Santiago F.C.
- Full name: Santiago Fútbol Club
- Nickname: La Chaguiza
- Founded: August 2017; 9 years ago
- Ground: La Capilla Soccer Park Allende, Nuevo León
- Capacity: 1,000
- Owner: José Celestino Martínez
- Chairman: José Celestino Martínez
- Manager: Martín Moreno
- League: Liga Premier (Premier A)
- 2025–26: Liga Premier (Serie A) Regular phase: 2nd (Group II) Final phase: Reclassification
| Home colours | Away colours |

= Santiago F.C. =

Santiago F.C. is a Mexican football club based in Allende, Nuevo León that competes in the Premier A, the intermediate branch of the Liga Premier de México, the third division level of Mexican football.

==History==
The team was founded in 2017 as FCD Bulls de Santiago, a team associated with a soccer school owned by the Texan team FC Dallas, the school was based in Santiago, Nuevo León, a town integrated into the Monterrey metropolitan area, due to their relationship, the team could send footballers to train in the minor leagues of the United States.

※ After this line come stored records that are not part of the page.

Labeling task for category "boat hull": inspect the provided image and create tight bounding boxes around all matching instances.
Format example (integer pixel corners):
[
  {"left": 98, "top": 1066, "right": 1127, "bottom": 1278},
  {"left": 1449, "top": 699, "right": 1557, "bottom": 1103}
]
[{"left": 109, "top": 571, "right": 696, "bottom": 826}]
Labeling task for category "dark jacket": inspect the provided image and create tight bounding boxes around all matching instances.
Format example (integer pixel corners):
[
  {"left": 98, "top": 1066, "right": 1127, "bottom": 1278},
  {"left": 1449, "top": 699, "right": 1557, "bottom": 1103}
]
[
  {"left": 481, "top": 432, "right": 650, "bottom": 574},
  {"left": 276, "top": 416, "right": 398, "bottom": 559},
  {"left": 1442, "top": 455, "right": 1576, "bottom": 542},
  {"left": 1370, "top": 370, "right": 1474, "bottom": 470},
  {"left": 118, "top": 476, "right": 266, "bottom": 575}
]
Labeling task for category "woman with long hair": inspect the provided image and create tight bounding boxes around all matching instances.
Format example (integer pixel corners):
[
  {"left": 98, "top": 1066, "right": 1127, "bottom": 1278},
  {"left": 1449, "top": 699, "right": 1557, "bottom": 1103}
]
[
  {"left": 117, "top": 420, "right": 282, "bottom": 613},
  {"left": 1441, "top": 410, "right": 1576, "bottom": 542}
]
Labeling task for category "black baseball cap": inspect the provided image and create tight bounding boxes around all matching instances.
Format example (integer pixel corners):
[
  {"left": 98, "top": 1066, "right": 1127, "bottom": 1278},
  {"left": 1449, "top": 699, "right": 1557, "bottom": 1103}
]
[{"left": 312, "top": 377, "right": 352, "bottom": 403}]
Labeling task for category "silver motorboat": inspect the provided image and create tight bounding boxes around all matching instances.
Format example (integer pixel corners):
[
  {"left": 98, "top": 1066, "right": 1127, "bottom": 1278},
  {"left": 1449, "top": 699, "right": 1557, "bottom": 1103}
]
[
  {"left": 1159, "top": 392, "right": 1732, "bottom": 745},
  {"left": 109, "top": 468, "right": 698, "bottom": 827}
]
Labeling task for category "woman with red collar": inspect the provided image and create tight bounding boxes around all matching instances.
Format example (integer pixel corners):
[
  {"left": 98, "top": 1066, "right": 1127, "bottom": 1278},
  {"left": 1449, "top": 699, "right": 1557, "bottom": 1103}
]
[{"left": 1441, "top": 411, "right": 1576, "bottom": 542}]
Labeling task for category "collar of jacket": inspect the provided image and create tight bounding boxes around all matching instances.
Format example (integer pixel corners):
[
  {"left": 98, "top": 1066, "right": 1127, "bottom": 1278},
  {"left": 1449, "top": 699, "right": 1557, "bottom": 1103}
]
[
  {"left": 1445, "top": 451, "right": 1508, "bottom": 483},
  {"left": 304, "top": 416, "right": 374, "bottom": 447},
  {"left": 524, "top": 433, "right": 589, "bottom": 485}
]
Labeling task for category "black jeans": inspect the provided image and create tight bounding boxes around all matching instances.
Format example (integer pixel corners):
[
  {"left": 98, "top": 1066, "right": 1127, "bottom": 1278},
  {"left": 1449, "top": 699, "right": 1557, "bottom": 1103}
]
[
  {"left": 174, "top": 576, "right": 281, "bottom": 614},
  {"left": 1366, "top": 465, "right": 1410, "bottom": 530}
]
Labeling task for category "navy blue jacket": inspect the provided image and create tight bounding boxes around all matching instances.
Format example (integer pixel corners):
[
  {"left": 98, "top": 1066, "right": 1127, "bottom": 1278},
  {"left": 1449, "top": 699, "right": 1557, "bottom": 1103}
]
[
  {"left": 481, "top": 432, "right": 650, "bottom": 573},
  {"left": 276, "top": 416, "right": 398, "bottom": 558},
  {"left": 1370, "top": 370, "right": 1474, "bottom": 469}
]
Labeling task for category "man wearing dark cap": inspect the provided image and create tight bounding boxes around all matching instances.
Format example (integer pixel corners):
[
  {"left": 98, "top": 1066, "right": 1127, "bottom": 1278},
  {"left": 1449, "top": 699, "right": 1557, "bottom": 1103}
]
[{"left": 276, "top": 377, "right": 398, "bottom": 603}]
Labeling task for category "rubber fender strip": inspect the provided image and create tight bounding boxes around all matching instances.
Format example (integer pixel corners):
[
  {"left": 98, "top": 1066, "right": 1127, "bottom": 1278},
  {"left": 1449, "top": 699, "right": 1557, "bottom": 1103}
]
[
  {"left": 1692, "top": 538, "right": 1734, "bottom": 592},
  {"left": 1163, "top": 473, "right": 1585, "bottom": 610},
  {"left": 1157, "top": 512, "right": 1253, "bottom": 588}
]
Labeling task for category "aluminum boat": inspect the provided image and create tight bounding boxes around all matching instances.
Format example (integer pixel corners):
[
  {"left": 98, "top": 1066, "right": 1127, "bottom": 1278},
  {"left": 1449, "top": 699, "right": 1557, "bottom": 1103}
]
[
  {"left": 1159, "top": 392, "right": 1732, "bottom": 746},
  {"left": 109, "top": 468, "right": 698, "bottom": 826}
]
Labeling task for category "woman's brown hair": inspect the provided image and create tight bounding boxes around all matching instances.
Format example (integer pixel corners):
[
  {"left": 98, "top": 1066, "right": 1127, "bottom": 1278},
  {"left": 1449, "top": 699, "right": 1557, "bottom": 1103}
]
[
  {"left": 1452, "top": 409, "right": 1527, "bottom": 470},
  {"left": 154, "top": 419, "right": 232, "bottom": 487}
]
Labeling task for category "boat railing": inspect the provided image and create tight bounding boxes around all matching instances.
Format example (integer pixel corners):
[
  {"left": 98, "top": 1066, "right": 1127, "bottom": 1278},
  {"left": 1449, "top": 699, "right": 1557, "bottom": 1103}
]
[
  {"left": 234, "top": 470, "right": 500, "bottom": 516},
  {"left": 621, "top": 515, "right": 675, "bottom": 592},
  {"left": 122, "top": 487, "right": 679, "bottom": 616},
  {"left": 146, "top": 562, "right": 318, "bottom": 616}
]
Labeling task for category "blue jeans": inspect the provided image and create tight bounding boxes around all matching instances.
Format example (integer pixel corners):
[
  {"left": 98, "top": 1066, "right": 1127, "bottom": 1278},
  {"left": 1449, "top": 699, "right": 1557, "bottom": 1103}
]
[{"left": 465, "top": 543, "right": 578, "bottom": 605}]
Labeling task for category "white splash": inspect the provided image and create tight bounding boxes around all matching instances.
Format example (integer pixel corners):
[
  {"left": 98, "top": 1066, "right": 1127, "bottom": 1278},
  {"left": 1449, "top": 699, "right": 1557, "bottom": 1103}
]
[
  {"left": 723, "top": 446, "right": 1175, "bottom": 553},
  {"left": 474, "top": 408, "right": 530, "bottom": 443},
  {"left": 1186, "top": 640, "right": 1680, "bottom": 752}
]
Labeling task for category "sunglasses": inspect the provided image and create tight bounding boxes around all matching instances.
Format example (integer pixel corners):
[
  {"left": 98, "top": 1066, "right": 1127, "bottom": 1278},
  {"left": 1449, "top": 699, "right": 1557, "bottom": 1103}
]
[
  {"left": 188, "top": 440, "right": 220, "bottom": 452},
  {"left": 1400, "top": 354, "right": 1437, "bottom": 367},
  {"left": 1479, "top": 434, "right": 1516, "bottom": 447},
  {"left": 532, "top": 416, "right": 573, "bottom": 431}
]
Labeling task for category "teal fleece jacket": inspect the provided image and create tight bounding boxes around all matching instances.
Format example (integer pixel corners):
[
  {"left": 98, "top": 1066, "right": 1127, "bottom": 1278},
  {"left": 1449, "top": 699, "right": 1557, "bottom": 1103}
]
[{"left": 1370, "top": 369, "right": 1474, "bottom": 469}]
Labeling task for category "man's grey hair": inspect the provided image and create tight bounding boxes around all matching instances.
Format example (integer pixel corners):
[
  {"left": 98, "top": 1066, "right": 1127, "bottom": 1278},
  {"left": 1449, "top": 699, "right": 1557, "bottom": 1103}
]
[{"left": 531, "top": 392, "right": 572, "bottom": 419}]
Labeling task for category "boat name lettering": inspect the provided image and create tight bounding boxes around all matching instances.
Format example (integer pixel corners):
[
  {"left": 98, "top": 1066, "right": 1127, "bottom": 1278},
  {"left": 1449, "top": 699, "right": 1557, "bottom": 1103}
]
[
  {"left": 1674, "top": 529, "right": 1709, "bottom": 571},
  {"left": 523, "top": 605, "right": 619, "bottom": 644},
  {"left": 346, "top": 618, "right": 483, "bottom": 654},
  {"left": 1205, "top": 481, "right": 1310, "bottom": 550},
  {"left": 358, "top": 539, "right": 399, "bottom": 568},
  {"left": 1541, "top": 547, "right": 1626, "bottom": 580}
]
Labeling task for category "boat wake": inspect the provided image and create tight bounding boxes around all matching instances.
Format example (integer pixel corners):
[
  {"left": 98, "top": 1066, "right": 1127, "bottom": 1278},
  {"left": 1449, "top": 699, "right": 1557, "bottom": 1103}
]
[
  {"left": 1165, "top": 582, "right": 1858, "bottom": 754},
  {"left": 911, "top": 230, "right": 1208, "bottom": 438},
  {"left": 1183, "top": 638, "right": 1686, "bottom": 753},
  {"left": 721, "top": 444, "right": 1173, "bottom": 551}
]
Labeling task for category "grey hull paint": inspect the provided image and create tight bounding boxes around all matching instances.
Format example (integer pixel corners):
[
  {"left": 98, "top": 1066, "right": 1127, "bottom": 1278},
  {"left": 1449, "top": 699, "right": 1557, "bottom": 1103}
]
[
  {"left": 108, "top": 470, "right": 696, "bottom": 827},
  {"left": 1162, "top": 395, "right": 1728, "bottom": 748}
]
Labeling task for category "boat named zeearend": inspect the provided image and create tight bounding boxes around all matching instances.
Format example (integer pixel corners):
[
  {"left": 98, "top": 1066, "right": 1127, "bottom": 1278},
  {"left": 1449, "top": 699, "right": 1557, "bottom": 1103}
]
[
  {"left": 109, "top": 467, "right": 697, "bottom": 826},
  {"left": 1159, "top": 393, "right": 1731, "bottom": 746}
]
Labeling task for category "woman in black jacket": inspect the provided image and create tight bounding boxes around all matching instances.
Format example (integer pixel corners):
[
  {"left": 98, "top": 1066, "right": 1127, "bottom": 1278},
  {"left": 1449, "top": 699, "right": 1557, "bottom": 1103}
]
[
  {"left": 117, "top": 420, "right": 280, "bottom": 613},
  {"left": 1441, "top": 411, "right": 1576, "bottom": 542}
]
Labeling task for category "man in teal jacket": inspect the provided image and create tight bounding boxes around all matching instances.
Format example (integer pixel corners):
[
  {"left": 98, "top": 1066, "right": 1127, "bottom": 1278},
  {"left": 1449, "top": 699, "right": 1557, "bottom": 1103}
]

Since its foundation the team was registered in the Tercera División de México.

In 2022, the team ended its direct relationship with FC Dallas, but maintaining an alliance agreement, for which it was renamed Santiago Fútbol Club, although maintaining the place and rights to play in the Tercera División.

On July 18, 2023, the team was promoted to the Liga Premier – Serie B. Santiago F.C. then acquired the Mazorqueros F.C. franchise, place that had been left free after the dissolution and relocation of that team to the state of Nuevo León, thus Santiago F.C. managed to improve its position in Mexican football. However, for administrative reasons, the Liga Premier team is officially named Club de Fútbol Santiago, although the club maintains the original name on its uniforms, shields, communications and other graphic identities.

In the 2024–25 season, the club won both tournaments, thus achieving promotion to the Liga Premier – Serie A.

==Honors==
- Serie B de México Champions: 2
Apertura 2024
Clausura 2025
- Copa Conecta Champions: 1
2025

==Players==
===First-team squad===

| No. | Pos. | Nation | Player |
|---|---|---|---|
| 2 | DF | MEX | José Macías |
| 3 | DF | COL | Edson Acevedo |
| 4 | DF | MEX | César Ruiz |
| 6 | MF | MEX | José Ángel Rodríguez |
| 7 | DF | MEX | Johan Rodríguez |
| 8 | DF | MEX | Érick Ávalos |
| 9 | FW | MEX | Sergio Gámez |
| 10 | MF | MEX | Luis Chairez |
| 11 | FW | MEX | Juan Jesús Noguez |
| 12 | GK | MEX | Jesús Tamayo |
| 14 | FW | USA | Romario Domínguez |
| 15 | DF | MEX | Kevin Cedillo |
| 17 | MF | MEX | Pablo Sánchez (on loan from Monterrey) |
| 18 | MF | MEX | José Ontiveros |
| 19 | MF | MEX | Bryan Romero |

| No. | Pos. | Nation | Player |
|---|---|---|---|
| 20 | FW | MEX | Josué Morales |
| 21 | DF | MEX | Mauricio Morales |
| 22 | MF | MEX | Pedro Cárdenas |
| 23 | DF | MEX | Lenin Francés |
| 25 | DF | MEX | Antouan Hernández |
| 26 | FW | MEX | Edson Cárdenas |
| 27 | MF | MEX | Diego Luna |
| 28 | FW | MEX | José Martínez |
| 29 | GK | MEX | Érick González |
| 30 | MF | MEX | Ernesto Contreras |
| 31 | MF | MEX | Fabián Salas |
| 35 | MF | MEX | Kleber Cano |
| 36 | FW | MEX | Gabriel Uresti |
| 39 | MF | MEX | José Treviño |
| 40 | MF | MEX | Rodrigo Ramos |

===Reserve teams===
- Santiago (Liga TDP)
Reserve team that plays in the Liga TDP, the fourth level of the Mexican league system.